Venture capitalist Tomasz Tunguz has built a model estimating that US data center capacity will expand from 25 gigawatts to 70 gigawatts over the next five years, part of a roughly $5 trillion global buildout financed mostly with debt. The stakes are the credit markets absorbing that debt, and whether AI revenue can grow fast enough to pay it back. Tunguz’s own arithmetic says the growth rate required is steep enough to function as a constraint on the industry, not a comfortable projection.
By Tunguz’s estimate, the new AI-related debt equals roughly a 34 percent expansion of the entire US corporate bond market. That figure alone reframes the buildout: this is not primarily a venture-funded or even an earnings-funded expansion, it is a credit event sized against national bond markets. Tunguz also raises the open question of whether municipalities looking for local economic growth start issuing municipal bonds to help finance individual data center projects, the way they have historically financed power plants and other public infrastructure.

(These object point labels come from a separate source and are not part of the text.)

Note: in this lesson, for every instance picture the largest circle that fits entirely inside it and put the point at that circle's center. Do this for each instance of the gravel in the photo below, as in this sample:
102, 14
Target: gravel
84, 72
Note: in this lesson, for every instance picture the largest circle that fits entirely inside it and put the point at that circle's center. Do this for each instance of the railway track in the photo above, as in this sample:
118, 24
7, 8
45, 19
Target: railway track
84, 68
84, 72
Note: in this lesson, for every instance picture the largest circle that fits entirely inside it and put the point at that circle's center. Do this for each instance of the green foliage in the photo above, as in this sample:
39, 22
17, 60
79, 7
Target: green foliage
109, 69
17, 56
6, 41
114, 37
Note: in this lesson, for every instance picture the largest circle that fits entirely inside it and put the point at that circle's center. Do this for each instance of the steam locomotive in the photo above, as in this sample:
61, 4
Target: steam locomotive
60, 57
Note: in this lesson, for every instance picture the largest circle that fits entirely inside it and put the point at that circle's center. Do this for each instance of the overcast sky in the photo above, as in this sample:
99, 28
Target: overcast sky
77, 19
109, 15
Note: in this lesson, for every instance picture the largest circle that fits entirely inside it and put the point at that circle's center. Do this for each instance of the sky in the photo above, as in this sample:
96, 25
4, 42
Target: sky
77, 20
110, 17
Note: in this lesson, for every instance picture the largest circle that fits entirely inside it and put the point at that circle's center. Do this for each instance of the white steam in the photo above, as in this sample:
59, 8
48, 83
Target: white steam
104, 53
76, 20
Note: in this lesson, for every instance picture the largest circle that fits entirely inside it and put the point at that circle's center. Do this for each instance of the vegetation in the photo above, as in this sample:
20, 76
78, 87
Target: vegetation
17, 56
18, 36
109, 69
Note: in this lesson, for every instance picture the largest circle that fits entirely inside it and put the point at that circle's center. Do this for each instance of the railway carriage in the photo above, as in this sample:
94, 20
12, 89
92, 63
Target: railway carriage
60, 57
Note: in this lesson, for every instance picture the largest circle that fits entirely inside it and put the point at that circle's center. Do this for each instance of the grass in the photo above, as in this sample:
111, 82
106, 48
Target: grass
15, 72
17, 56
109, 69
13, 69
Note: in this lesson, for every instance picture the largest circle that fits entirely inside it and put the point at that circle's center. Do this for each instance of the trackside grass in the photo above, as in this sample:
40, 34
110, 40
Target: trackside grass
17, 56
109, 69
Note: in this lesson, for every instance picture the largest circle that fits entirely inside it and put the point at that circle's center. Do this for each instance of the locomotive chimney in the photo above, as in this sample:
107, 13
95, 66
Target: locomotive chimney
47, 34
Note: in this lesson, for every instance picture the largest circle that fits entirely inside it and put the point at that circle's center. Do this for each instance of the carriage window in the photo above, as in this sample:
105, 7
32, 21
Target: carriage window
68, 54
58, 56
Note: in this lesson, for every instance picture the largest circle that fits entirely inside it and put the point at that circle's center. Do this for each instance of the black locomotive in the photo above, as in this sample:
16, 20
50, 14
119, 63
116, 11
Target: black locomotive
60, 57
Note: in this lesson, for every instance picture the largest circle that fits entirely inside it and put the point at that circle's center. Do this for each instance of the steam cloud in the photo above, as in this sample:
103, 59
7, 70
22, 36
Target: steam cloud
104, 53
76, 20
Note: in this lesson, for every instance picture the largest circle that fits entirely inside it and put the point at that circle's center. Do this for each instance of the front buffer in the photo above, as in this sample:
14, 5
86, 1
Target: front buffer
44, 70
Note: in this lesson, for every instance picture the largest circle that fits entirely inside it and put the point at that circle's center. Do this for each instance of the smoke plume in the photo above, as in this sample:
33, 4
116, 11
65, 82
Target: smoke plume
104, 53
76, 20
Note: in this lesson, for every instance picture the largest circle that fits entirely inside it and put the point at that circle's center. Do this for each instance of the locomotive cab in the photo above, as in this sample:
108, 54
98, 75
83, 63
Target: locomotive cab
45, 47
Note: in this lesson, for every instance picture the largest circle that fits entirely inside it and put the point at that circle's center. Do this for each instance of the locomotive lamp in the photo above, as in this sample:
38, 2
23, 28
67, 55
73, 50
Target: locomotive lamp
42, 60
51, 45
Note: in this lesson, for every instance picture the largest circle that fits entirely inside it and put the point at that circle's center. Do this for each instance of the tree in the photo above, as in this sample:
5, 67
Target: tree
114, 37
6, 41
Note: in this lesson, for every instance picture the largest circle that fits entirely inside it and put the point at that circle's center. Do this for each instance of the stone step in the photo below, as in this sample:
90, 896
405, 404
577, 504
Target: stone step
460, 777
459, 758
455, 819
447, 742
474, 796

Servicing debt of that scale requires cash flow, and this is where Tunguz’s model gets specific. He calculates that annual AI revenue across software, tokens, and enterprise automation would need to climb from an estimated $150 billion today to somewhere between $1.2 trillion and $1.5 trillion by 2030. Getting from $150 billion to roughly $1.35 trillion in five years works out to a compound annual growth rate near 55 percent.
That number should be read as a derived requirement under a specific set of assumptions, not as a forecast anyone has committed to. Tunguz builds it from an assumed interest rate band, an assumed interest coverage ratio, and an assumed gross margin on AI infrastructure revenue. Change any one of those inputs and the required growth rate moves substantially: a lower interest rate, a higher coverage cushion lenders are willing to accept, or fatter margins would all reduce the 55 percent figure, while a rougher credit market or thinner margins would push it higher. The model is useful precisely because it makes the assumptions visible, not because the output is a settled number.
The genuinely interesting part of a debt-financed buildout is structural rather than statistical. A bond payment schedule does not adjust itself if enterprise AI adoption arrives two years late. That turns the growth rate from a nice-to-have projection into a hard constraint: the industry either hits something close to that revenue trajectory or the financing structure underneath the buildout comes under stress regardless of how promising the underlying technology looks on a slower timeline.
Tunguz does offer one comparison point that cuts against pure skepticism: current hyperscaler cloud growth rates already range from 37 percent at AWS to 82 percent at Google Cloud, with Azure in between at 43 percent. A 55 percent blended growth rate for AI-specific revenue sits inside that existing range rather than far outside it, though it would require the slower-growing providers to accelerate meaningfully or a shift in the revenue mix toward the fastest-growing categories.
Operators building on infrastructure financed by this debt wave should treat the 55 percent CAGR as a floor to watch, not a target to assume. If quarterly hyperscaler disclosures show AI infrastructure revenue growth drifting below that pace for two or three consecutive quarters, it becomes a leading indicator of credit stress in the data center financing market well before any single default makes headlines.
Tomasz Tunguz laid out this debt-financing model in a post on his own site, tomtunguz.com.